La Commission nationale consultative des droits de l’homme (CNCDH) a récemment affirmé que:

« l’introduction du terme « féminicide » dans le code pénal ne semble pas opportun pour la CNCDH, dans la mesure où elle comporterait le risque de porter atteinte à l’universalisme du droit et pourrait méconnaître le principe d’égalité de tous devant la loi pénale, dès lors qu’elle ne viserait que l’identité féminine de la victime »

Avis sur les violences contre les femmes et les féminicides, 26 mai 2016

 

Le Grenelle sur les violences conjugales, un bilan en demie teinte

Le succès historique de la manifestation du 23 novembre 2019 témoigne du fait que les violences sexuelles et sexistes ont aujourd’hui trouvé un écho inédit dans l’opinion publique.

Pour le gouvernement, le moment est donc venu de montrer qu’il entend prendre en compte le niveau d’exigence et de mobilisation qui s’est ainsi exprimé partout en France. Les annonces faites après le Grenelle des violences conjugales auraient dû être l’occasion de montrer qu’il s’agit bien de faire de cette question « une grande cause nationale », comme l’avait annoncé le candidat Macron.
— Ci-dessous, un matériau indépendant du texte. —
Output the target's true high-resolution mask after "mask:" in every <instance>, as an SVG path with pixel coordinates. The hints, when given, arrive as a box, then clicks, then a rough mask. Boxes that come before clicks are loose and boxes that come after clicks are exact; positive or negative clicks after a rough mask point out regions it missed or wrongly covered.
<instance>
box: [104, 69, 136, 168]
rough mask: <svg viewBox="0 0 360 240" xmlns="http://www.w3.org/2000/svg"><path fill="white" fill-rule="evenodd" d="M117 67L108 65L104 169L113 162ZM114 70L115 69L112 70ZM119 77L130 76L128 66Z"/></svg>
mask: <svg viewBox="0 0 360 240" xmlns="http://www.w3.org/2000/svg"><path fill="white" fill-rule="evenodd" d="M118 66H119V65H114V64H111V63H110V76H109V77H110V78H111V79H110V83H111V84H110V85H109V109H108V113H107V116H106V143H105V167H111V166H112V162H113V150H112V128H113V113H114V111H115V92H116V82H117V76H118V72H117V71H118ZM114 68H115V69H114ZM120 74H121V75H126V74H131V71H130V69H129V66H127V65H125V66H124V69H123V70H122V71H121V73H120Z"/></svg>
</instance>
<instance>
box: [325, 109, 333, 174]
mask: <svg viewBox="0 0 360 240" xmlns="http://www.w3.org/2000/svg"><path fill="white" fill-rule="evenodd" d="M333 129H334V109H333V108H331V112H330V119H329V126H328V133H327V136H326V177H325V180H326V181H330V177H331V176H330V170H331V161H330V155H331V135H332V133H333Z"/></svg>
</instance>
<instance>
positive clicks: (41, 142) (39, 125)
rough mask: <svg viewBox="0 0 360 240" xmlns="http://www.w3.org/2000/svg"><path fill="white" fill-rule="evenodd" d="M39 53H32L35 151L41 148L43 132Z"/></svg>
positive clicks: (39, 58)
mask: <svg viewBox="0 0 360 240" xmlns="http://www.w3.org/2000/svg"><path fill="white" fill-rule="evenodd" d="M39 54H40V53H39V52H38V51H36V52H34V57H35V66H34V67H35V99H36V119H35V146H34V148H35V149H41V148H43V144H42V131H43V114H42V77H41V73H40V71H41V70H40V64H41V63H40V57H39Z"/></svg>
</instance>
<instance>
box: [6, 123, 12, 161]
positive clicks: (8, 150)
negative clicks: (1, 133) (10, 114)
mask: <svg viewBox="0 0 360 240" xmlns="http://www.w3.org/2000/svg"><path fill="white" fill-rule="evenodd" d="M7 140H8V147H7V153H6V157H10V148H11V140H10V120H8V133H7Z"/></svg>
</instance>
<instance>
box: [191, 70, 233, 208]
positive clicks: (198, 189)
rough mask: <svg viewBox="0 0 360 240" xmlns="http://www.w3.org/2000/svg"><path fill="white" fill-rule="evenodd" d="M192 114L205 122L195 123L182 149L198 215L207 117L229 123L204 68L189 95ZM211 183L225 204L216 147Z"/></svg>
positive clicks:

Les propositions faites ce 25 novembre 2019 comportent certes des aspects positifs, mais elles restent très insuffisantes. Centrées sur un renforcement de l’arsenal répressif et sur quelques modifications législatives, elles reprennent parfois des mesures déjà existantes et, globalement, s’apparentent davantage à des corrections qu’à une révolution en profondeur des institutions, alors même qu’un récent rapport a mis en lumière les sérieux dysfonctionnements de la justice. On peut notamment regretter que ne soit pas évoquée la question des femmes d’origine étrangère victimes de violences. Il est pourtant indispensable que soient mises en place des dispositions qui permettraient de mieux appréhender toutes les situations de précarité administratives auxquelles celles-ci sont encore confrontées et que l’octroi de l’asile leur soit facilité.

Une fois de plus, le gouvernement s’est tourné vers un renforcement de la répression, en faisant peu de cas de la prévention avant que des violences ne soient commises. Sans tout un travail pluri-professionnel de prévention, le slogan « Pas une de plus » restera un vœu pieu.

La LDH demande que les moyens financiers nécessaires soient effectivement mobilisés pour former l’éventail des professionnels en contact avec les victimes, à commencer dans la police et la gendarmerie pour le moment crucial de la plainte. Il n’est pas nécessaire d’attendre les résultats d’un audit sur le sujet. De même, les moyens financiers importants sont nécessaires pour que la France tienne ses engagements au regard de la Convention d’Istanbul, notamment en matière de création d’hébergements dédiés aux femmes victimes de violences conjugales, de lutte contre les violences économiques ou pour rendre plus large et effectif le recours aux ordonnances de protection. Il convient également de prendre des mesures pour assurer la prise en charge des enfants témoins d’homicides conjugaux. Le soutien aux associations ne doit pas se faire en les mettant en concurrence, ni en leur donnant via l’Etat ce qu’on leur retire via les collectivités territoriales rendues exsangues. Enfin, la justice dans son ensemble doit avoir les moyens de fonctionner convenablement pour que les délais ne soient pas tellement longs qu’ils en deviennent dissuasifs.

Avec les 360 millions de crédits annoncés, on est loin d’un budget de rupture et du milliard d’euros demandé par les associations féministes. S’il y a, dans les annonces du gouvernement, un certain nombre de mesures intéressantes et techniques, on attend encore un projet d’ampleur et transversal, qui se donne les moyens humains et financiers de ses ambitions affichées.

Communiqué du site national, 25 novembre 2019

La section de Nanterre rappelle qu’un

Centre d’Information du Droit des Femmes et des Familles  (CIDFF)

a son siège à Nanterre.

Cette association a pour objectif de sensibiliser sur les problématiques liées aux violences faite aux femmes. Des juristes sont à l’écoute et aident ces femmes à sortir de ce système de violence.